Jaylen Hotdogfingers Rides Again: Brief Notes on Blaseball

Jaylen Hotdogfingers's blaseball card, with art by the homie M. Lee Lunsford art by M. Lee Lunsford

When I created my account on blaseball.com six weeks ago, the words “Jaylen Hotdogfingers” didn't mean anything. It was a silly placeholder name given to a collection of numerical attributes that, like all the players in Internet League Blaseball, were the little LED lights a gussied-up version of that handheld baseball game Mattel made in the late 70s. Hotdogfingers's team, the team I chose to root for, was the Seattle Garages. I chose them in part because I was still high off the brilliant Jon Bois/Alex Rubenstein documentary about the Seattle Mariners that came out this year.

Now, Blaseball is at its core a weighed RNG that the bored, baseball-starved developers of the Game Band could bet virtual funny money on; a clicker game you didn't click, but watched. It's a modern Playograph, broadcasting baseball from a parallel universe using only the most rudimentary baseball signifiers to tell the story. The players, the score, the runners, the count; the rest is details.

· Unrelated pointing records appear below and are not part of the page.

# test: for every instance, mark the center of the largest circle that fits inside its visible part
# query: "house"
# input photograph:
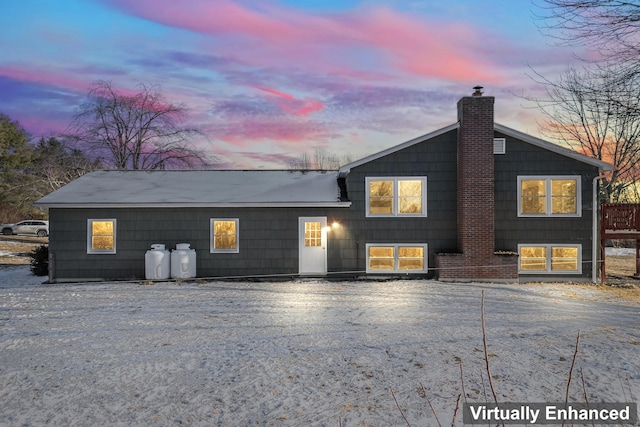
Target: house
(471, 201)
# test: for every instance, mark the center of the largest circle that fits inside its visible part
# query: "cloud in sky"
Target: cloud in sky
(275, 77)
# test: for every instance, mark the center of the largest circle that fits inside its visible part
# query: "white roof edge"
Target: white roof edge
(196, 205)
(344, 170)
(552, 147)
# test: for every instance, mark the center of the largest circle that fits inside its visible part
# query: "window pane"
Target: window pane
(410, 188)
(411, 205)
(225, 234)
(224, 227)
(381, 197)
(102, 236)
(533, 258)
(411, 252)
(224, 242)
(102, 228)
(380, 252)
(411, 258)
(312, 234)
(533, 192)
(564, 196)
(381, 258)
(564, 258)
(102, 243)
(381, 206)
(411, 264)
(410, 196)
(381, 188)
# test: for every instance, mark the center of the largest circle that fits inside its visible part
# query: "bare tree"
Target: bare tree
(320, 160)
(137, 131)
(608, 27)
(597, 113)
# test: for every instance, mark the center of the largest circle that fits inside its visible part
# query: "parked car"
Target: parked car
(34, 227)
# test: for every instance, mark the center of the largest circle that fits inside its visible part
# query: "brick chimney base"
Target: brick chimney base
(461, 268)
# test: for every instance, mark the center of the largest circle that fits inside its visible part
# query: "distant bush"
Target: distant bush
(40, 261)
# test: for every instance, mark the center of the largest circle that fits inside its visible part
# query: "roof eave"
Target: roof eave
(344, 170)
(604, 166)
(81, 205)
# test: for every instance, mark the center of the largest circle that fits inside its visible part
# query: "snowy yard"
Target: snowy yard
(306, 353)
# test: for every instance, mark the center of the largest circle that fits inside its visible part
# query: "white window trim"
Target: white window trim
(396, 197)
(211, 237)
(548, 179)
(395, 254)
(548, 247)
(90, 250)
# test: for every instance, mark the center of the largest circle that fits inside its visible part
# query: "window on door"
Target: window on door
(101, 236)
(312, 234)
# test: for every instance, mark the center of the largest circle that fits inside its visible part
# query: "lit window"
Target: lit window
(101, 236)
(550, 258)
(558, 196)
(312, 234)
(224, 235)
(396, 258)
(396, 196)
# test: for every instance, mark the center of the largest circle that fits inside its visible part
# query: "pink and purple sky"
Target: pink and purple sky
(266, 80)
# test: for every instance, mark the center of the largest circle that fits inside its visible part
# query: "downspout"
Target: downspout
(595, 243)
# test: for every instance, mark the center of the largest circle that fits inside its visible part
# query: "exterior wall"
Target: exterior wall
(435, 159)
(268, 241)
(521, 159)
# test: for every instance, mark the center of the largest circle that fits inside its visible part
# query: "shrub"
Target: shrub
(40, 261)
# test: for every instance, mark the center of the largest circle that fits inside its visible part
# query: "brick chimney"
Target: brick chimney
(476, 259)
(476, 228)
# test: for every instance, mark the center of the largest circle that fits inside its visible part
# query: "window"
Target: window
(101, 236)
(399, 258)
(396, 196)
(550, 258)
(313, 234)
(542, 196)
(224, 235)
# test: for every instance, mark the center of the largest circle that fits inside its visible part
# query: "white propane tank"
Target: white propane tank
(156, 263)
(183, 262)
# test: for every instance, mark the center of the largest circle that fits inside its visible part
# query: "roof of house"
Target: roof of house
(344, 170)
(198, 188)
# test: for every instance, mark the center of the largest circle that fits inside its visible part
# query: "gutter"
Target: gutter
(595, 238)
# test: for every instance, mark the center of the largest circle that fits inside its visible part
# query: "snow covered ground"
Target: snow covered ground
(303, 353)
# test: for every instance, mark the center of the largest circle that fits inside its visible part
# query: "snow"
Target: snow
(307, 352)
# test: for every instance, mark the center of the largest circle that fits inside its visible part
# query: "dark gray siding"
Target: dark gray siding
(522, 158)
(268, 237)
(435, 159)
(268, 240)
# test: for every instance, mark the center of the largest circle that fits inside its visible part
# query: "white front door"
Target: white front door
(312, 238)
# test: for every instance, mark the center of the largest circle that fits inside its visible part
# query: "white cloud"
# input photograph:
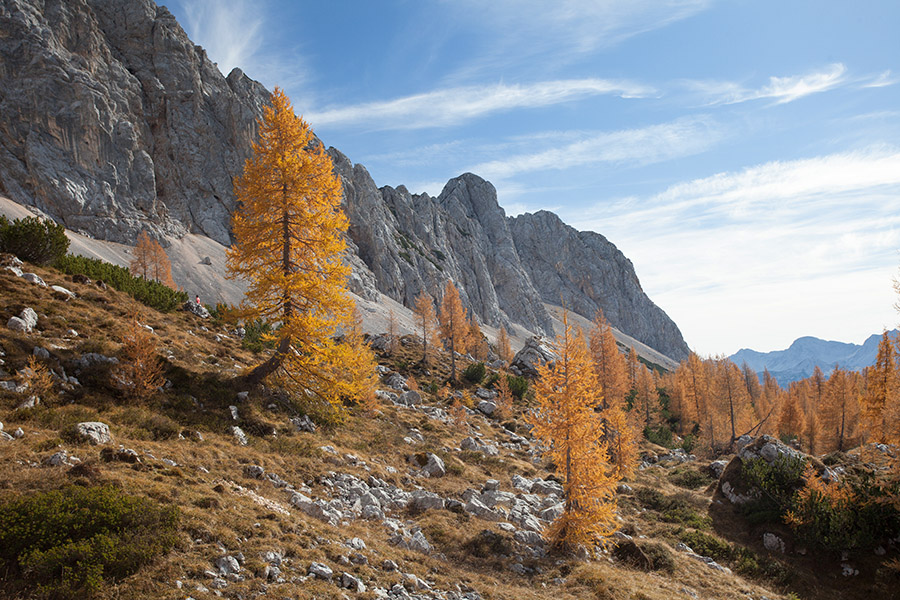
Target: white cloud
(638, 146)
(884, 79)
(443, 108)
(769, 253)
(779, 89)
(234, 33)
(563, 30)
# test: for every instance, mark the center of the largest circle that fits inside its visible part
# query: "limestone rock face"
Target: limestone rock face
(589, 273)
(114, 121)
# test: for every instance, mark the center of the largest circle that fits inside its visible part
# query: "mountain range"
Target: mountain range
(806, 353)
(114, 123)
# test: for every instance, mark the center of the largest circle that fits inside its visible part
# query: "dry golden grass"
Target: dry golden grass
(219, 504)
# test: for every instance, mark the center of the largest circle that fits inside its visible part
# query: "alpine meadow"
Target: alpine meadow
(555, 340)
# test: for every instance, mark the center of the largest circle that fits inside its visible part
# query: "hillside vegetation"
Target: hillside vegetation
(255, 512)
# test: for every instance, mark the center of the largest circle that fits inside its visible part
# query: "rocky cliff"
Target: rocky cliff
(115, 122)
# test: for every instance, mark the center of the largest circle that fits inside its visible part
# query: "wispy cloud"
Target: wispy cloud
(563, 30)
(235, 33)
(443, 108)
(638, 146)
(883, 79)
(779, 89)
(822, 232)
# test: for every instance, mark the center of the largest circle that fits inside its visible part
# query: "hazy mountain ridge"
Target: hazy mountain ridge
(115, 122)
(800, 359)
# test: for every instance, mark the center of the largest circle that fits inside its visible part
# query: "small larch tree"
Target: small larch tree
(504, 348)
(151, 261)
(427, 322)
(139, 373)
(566, 424)
(289, 239)
(454, 325)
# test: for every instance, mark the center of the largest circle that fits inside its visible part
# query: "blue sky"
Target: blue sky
(744, 154)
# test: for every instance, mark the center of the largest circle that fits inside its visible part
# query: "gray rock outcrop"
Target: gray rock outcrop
(115, 122)
(589, 273)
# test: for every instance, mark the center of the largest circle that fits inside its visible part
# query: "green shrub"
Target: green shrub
(152, 293)
(517, 386)
(67, 542)
(661, 436)
(491, 380)
(474, 373)
(672, 509)
(258, 336)
(690, 478)
(39, 241)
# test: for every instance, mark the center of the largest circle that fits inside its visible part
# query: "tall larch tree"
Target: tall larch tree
(566, 424)
(289, 239)
(881, 397)
(619, 432)
(504, 348)
(840, 412)
(454, 325)
(427, 322)
(791, 418)
(609, 364)
(151, 261)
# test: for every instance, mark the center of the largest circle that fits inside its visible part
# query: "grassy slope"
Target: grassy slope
(224, 509)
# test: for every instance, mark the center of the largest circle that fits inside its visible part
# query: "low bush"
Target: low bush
(152, 293)
(474, 373)
(691, 479)
(65, 543)
(39, 241)
(661, 436)
(258, 336)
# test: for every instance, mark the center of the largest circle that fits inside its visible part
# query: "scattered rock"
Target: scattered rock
(352, 583)
(320, 571)
(227, 565)
(773, 543)
(535, 353)
(33, 278)
(239, 436)
(195, 308)
(94, 432)
(487, 407)
(254, 471)
(62, 292)
(304, 423)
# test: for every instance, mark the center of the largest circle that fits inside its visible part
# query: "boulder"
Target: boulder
(487, 407)
(535, 353)
(320, 571)
(196, 309)
(93, 432)
(62, 293)
(352, 583)
(431, 464)
(33, 278)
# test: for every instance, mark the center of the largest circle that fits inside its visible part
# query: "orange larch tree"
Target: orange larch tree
(504, 348)
(880, 402)
(453, 324)
(566, 424)
(609, 364)
(289, 243)
(143, 256)
(427, 321)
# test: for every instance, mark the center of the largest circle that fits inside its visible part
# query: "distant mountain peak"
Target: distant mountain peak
(806, 353)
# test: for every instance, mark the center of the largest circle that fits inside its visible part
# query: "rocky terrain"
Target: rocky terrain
(115, 122)
(403, 500)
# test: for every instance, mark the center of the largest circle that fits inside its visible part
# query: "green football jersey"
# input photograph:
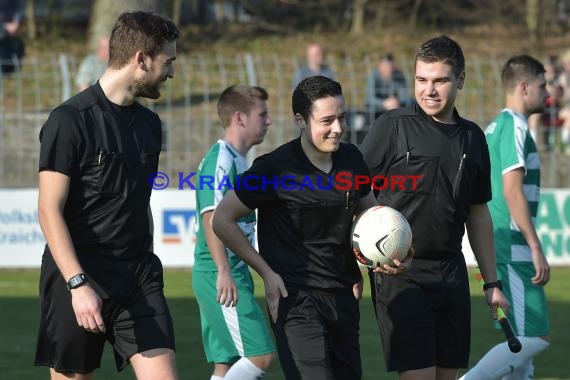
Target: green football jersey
(216, 175)
(511, 146)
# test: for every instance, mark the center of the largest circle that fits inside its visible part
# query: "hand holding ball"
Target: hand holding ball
(381, 235)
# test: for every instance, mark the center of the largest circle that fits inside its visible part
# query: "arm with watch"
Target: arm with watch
(480, 233)
(53, 192)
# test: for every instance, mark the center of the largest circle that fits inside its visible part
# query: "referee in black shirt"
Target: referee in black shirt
(99, 279)
(424, 314)
(312, 281)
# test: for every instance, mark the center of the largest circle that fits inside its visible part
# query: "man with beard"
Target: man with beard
(515, 178)
(100, 280)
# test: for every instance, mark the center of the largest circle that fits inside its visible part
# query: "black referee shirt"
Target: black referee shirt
(453, 161)
(109, 152)
(304, 220)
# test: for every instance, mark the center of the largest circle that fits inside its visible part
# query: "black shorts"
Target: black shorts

But then, at the end of the first season, the Blaseball faithful opened the Forbidden Book. This is, after all, a game, and the devs are de facto GMs. They know full well that if you dangle a carrot like “Open the Forbidden Book” in front of your players, they will bite. And so, to the consternation of many, the Book was opened and its pages incinerated Jaylen Hotdogfingers. The seeds of a legend were thus sowed.

A culture grew among the Garages fan base, steeped in the time-honoured Seattle baseball tradition of diminished expectations and hard luck. The grief of Hotdogfingers's teammates was made manifest through fan works, including zines and songs. Player personalities were fleshed out. In the macro fiction of the sport, the laws of time and physics were increasingly disposed of. Bugs and outages were incorporated into the game's mechanics. The newly opened Book spoke of ascension and atonement. This is precisely why this lo-fi eldritch spin on Out of the Park Baseball is such a vital and vibrant game: the Game Band recognized that baseball is the most mythopoetic of the team sports, and thus the most susceptible to be mutated into strange and wonderful shapes by the forces of collaborative fiction. I saw someone in the Blaseball Discord refer to the game as the most important development in emergent storytelling since Twitch Plays Pokémon, and I'm inclined to agree.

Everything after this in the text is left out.